The term "exit barrier" refers to an obstacle or other condition potentially stopping a business from leaving a market or industrial sector. These barriers imply a high cost of leaving the market or relocating, despite the reasons for doing so, which typically include incentives like high levels of competition and low-profit margins. Exit barriers may sometimes be high enough to force continued operation in a disadvantageous market because the price of leaving is higher than staying.
Certain markets imply a high level of investment in fixed assets that cannot be readily moved or liquidated favorably. Typically, certain services like manufacturing face this type of exit barrier disproportionately. Manufacturers typically have specialized equipment and facilities as part of their operation, while service providers such as telecommunications firms have invested heavily in wiring, deploying equipment and preparing infrastructure. Liquidating manufacturing equipment and facilities is difficult, more so in a specialized industry, while service providers may find it far cheaper to continue providing services for some return on their high initial investment in their fixed or semi-permanent assets.
Low Variable Costs
Often, high initial investments correlate with lower variable costs, which are the per unit inputs required to manufacture or provide another unit of product. This dissuades sellers from divesting from the market due to the high initial investment as well as the relatively low cost of continuing to do business. Variable costs also can be used as an incentive to remain in the market, or to deter potential competitors from entering the market due to their mutability and the existed sellers' ability to manipulate final prices to make competitors' products less competitive.
High Immediate Costs
Many industries are based on long-term contractual obligations between sellers and buyers, as well as between the sellers and their employees. These businesses often face high immediate costs to any sort of divestment from a market or even a downsizing. These costs come from a variety of sources such as the cost of laying off workers and providing severance packages, the cost of breaking contracts with suppliers and buyers, as well as costs related to facilities and equipment.

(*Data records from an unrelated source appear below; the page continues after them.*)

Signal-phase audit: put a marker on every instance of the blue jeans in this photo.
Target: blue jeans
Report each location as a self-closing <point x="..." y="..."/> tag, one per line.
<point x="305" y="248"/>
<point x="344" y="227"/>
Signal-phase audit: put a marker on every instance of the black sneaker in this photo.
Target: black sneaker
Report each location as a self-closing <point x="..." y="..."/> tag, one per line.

Businesses may face other exit barriers, generally tangentially related to immediate costs of divestment or loss of fixed assets. These may include contractual stipulations, usually based on long-term contractual obligations with suppliers, buyers or landlords. Generally, these contracts enforce a penalty for breach of contract and act as major deterrents for sudden divestment from a market. Some firms may also intentionally raise exit barriers for themselves to either shake out competitors -- generally newer firms -- or to communicate a commitment to stay in a market for the long term. Sometimes, an impending anticipated market upturn may also influence firms to remain in an unfavorable market.